Terry Butler writes that ProPublica income tax report shows the true two Americas.
This community opinion was written by resident Terry Butler. The opinions expressed do not necessarily represent BenitoLink or other affiliated contributors.
As usual your comments cause me to ponder. I ponder not your comments themselves but the idea that you seem to exist in a world that no longer exists, if it ever did.
I’ll be brief, but I ask you to ponder the real two Americas that comprise daily living for millions: “To capture the financial reality of the richest Americans, ProPublica undertook an analysis that has never been done before. We compared how much in taxes the 25 richest Americans paid each year to how much Forbes estimated their wealth grew in that same time period.” – from Propublica.org referencing a Forbes magazine article (hardly a hot bed of Tax The Wealthy zealots);
I’m going to call this their true tax rate.
The results are stark. According to Forbes, those 25 people saw their worth rise a collective $401 billion from 2014 to 2018. They paid a total of $13.6 billion in federal income taxes in those five years, the IRS data shows. That’s a staggering sum, but it amounts to a true tax rate of only 3.4%.
It’s a completely different picture for middle-class Americans, for example, wage earners in their early 40s who have amassed a typical amount of wealth for people their age.
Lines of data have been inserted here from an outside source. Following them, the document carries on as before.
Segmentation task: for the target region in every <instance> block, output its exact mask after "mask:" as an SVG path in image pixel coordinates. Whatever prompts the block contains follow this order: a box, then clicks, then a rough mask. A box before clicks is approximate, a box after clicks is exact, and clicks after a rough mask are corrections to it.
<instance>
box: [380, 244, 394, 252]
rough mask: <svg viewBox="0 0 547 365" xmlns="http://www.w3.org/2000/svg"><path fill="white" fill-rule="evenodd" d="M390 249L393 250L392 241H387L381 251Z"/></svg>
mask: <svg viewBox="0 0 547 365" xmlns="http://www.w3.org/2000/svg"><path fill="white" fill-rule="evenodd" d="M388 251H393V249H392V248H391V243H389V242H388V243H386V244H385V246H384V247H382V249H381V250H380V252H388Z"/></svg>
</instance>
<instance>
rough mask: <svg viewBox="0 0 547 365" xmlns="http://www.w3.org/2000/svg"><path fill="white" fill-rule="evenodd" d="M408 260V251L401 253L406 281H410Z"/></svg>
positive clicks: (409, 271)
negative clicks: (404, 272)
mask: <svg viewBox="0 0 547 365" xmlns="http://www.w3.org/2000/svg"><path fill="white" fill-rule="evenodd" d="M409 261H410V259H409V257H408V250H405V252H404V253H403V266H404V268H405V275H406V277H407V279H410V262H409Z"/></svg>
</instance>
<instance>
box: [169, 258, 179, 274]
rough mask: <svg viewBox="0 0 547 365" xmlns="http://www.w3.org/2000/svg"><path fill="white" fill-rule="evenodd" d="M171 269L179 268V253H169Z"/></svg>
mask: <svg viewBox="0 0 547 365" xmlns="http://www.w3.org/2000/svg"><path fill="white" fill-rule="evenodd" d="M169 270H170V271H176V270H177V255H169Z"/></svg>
From 2014 to 2018, such households saw their net worth expand an average by about $65,000 after taxes, mostly due to the rise in value of their homes. But because the vast bulk of their earnings were salaries, their tax bills were almost as much, nearly $62,000, over that five-year period.
No one among the 25 wealthiest avoided as much tax as Buffett, the grandfatherly centibillionaire. That’s perhaps surprising, given his public stance as an advocate of higher taxes for the rich. According to Forbes, his riches rose $24.3 billion between 2014 and 2018.
Over those years, the data shows, Buffett reported paying $23.7 million in taxes.
Warren Buffet Berkshire Hathaway Inc. 2014-2018 Wealth Growth: $24.3 billion
Total income reported: $125 million (0.51% of wealth)
Total taxes paid: $23.7 million (0.10% of wealth)
Note: Values in the graphic are rounded.
And from the US Census Bureau:
In 2019, there were 34.0 million people in poverty, approximately 4.2 million fewer people than 2018 (Figure 7 and Table B-1).
So considering that, like the rich, folks below the poverty line pay no taxes at all and then looking at the “middle class” we begin to see that something stinks, and it’s not just simple stuff like some states requiring masks while others don’t.
A question for you personally; have you ever looked up the word “Tyranny” in any dictionary?